Cycles is a great production renderer, but it currently struggles with one thing: caustics! Thankfully there are other open source render engines available. One is of particular interest for this case: appleseed. This quick tutorial shows how to render caustics in Blender with Blenderseed, the appleseed plugin for Blender.
The following is a simple scene consisting of a diffuse plane as ground, a model of a drinking glass with a glass shader and one spot lamp as a light source. After rendering with Cycles for 1,5 hours on a Geforce GTX 1080 it looked like this:
Here is the same scene after 1,5 hours of rendering on the CPU using the appleseed render engine with Stochastic Progressive Photon Mapping (SPPM) enabled:
The image above shows that there are some situations where switching to a different render engine is justified. If you don't know what appleseed is, check out their homepage. If you want to tinker with Blenderseed, the appleseed plugin for Blender, grab it on the Blenderseed releases page where you can also find a quick 2 min video showing how to install and enable it.

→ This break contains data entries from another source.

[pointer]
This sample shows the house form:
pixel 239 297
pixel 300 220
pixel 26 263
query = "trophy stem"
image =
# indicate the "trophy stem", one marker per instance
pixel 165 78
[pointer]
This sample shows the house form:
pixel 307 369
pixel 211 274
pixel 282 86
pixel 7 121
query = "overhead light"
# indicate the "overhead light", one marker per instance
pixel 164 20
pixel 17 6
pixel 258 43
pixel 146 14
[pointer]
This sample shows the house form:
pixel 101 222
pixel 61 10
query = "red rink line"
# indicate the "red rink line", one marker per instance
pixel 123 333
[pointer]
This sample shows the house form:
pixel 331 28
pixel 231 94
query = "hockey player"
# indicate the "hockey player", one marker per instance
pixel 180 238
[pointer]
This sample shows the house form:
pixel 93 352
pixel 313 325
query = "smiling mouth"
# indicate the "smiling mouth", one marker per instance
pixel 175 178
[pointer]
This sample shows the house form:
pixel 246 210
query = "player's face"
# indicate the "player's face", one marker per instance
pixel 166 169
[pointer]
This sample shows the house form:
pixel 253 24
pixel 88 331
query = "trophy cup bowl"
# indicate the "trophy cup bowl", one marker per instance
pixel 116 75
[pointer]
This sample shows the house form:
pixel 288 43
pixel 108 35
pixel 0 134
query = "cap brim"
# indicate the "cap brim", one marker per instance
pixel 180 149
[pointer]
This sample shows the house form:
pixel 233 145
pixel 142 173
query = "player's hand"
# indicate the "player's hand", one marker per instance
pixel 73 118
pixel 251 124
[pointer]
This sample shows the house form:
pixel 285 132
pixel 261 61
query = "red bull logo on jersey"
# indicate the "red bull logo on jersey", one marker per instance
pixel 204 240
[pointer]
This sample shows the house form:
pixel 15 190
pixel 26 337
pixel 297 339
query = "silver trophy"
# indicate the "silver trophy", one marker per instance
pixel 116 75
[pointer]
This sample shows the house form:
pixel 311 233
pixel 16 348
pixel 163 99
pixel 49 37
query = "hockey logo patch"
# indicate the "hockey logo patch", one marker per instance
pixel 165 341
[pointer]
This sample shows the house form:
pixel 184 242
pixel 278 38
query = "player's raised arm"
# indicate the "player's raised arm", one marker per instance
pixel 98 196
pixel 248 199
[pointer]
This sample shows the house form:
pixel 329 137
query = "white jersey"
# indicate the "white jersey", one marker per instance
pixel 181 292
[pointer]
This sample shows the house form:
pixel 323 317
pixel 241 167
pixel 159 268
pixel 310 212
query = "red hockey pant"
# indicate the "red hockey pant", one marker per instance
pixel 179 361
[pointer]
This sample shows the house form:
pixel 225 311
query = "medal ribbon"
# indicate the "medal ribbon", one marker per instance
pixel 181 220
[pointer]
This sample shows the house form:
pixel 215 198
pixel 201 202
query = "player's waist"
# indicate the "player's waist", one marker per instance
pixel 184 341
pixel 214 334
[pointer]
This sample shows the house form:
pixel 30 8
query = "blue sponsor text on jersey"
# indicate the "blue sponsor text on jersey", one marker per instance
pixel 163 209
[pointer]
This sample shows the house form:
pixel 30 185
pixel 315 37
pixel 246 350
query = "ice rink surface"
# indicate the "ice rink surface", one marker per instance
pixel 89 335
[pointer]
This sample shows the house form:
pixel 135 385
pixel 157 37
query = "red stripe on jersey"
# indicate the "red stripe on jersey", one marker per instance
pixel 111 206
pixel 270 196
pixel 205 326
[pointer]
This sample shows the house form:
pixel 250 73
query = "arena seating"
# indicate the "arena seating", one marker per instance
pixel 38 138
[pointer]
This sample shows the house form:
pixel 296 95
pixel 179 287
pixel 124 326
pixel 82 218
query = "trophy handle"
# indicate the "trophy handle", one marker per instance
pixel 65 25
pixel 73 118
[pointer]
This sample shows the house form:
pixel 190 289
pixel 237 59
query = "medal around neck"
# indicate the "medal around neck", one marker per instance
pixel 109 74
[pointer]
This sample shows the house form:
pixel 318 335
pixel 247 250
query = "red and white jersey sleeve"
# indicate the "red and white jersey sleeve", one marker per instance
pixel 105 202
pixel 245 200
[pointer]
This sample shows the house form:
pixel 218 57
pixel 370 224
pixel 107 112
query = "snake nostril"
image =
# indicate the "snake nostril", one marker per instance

In order to render caustics in appleseed efficiently, SPPM and Caustics have to be turned on. You can find the settings in the "Sampling" and "Lighting" sub-sections of the render tab. Depending on how much of your image will feature caustics prominently, using SPPM for direct lighting as well is a good idea. That way the SPPM patterns that are showing up when a render is stopped prematurely will also be visible where the scene is lit by direct light.
Another important setting are the "Passes". Those work as if the render would start over and over again with different seeds, gradually refining the image. For SPPM the number of passes should be set very high because with each pass, new photons will be added to the scene. The number of antialiasing samples should be set very low then because they are getting multiplied by the number of passes. So 256 passes and 4 antialiasing samples will result in 1024 total antialiasing samples (which work similar to samples in Cycles).